The participants based their planning for the coming years on the UN’s new sustainability goals. The 17 Sustainable Development Goals (SDGs) of the 2030 Agenda replace the eight goals of the UN’s millennium campaign that ended this year. Fighting poverty and hunger, improving the quality of life and infrastructure, providing employment, clean water and education – all these sustainability goals are taken into account in the updated projects. Goal 17 seeks at linking the goals: there is to be a more intensive exchange between the industrialised nations, emerging countries and developing countries on science, technology and innovation to make sure that all the goals are reached by the sustainable cooperation. The exceed programme addresses precisely this area and facilitates new approaches.
DAAD
The exceed team: Coordinated contribution to the SDGs
Analysing causes of migration
Lars Gerold, who heads the section Institution Building in Higher Education at the DAAD, considered the network meeting a success: “We have set up a joint work plan and concrete goals oriented towards current issues in development cooperation.” Take the causes of migration for example: coordinated by the Centre for International Health at the Ludwig Maximilian University Munich (LMU) researchers aim to analyse the causes of flight on location and contemplate solutions in cooperation with their partners in the respective countries. Supported by the DAAD, the exceed centres want to host an expert workshop on the causes of migration in October 2016 and present preliminary findings at a scientific symposium. This is to be followed by a summer school for Master’s and PhD students in 2017.
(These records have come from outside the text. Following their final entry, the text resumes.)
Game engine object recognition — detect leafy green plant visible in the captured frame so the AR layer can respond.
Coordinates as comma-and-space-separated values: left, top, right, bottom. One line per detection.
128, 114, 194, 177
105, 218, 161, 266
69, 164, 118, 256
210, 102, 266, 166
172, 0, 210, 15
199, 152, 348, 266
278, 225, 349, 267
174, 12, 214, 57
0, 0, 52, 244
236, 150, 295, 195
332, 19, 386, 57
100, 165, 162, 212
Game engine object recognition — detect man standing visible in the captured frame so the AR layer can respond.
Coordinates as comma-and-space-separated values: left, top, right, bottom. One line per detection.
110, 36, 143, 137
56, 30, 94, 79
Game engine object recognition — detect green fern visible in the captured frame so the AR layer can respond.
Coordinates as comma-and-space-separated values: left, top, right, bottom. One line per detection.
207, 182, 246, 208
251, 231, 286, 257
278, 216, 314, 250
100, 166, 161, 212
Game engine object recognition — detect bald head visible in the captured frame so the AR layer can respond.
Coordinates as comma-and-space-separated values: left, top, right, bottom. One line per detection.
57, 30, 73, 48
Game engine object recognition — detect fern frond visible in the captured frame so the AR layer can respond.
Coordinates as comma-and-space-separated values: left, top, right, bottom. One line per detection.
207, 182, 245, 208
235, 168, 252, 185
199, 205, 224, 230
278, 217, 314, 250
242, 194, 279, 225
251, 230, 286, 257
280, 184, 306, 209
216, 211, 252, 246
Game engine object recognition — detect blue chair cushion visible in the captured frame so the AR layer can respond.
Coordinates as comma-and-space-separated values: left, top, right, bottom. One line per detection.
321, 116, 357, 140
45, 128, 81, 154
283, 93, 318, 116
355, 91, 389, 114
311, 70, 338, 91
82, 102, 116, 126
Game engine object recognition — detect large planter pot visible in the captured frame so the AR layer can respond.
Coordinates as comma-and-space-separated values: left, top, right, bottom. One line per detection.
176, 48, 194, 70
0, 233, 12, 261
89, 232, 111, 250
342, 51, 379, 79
With regard to megacities, the participants above all saw common ground in the areas of social housing, health and wastewater in which they can cooperate more intensively in the future. The Centre for Natural Resources and Development at Cologne University of Applied Sciences has already started to prepare a curriculum for an interdisciplinary Master’s programme in cooperation with the Ain Shams University in the Egyptian capital of Cairo.
The subject of sustainability also affects the exceed centres themselves. They are to make themselves indispensable at their own universities in the coming five years. This is aided by the fact that the universities wish to enhance their profiles in the field of development cooperation. And yet: “Despite all the positive signals from the universities, it remains a lengthy process,” emphasises Lars Gerold: “Long-term establishment of sound institutional structures at the universities requires a lot of political effort on many different levels.”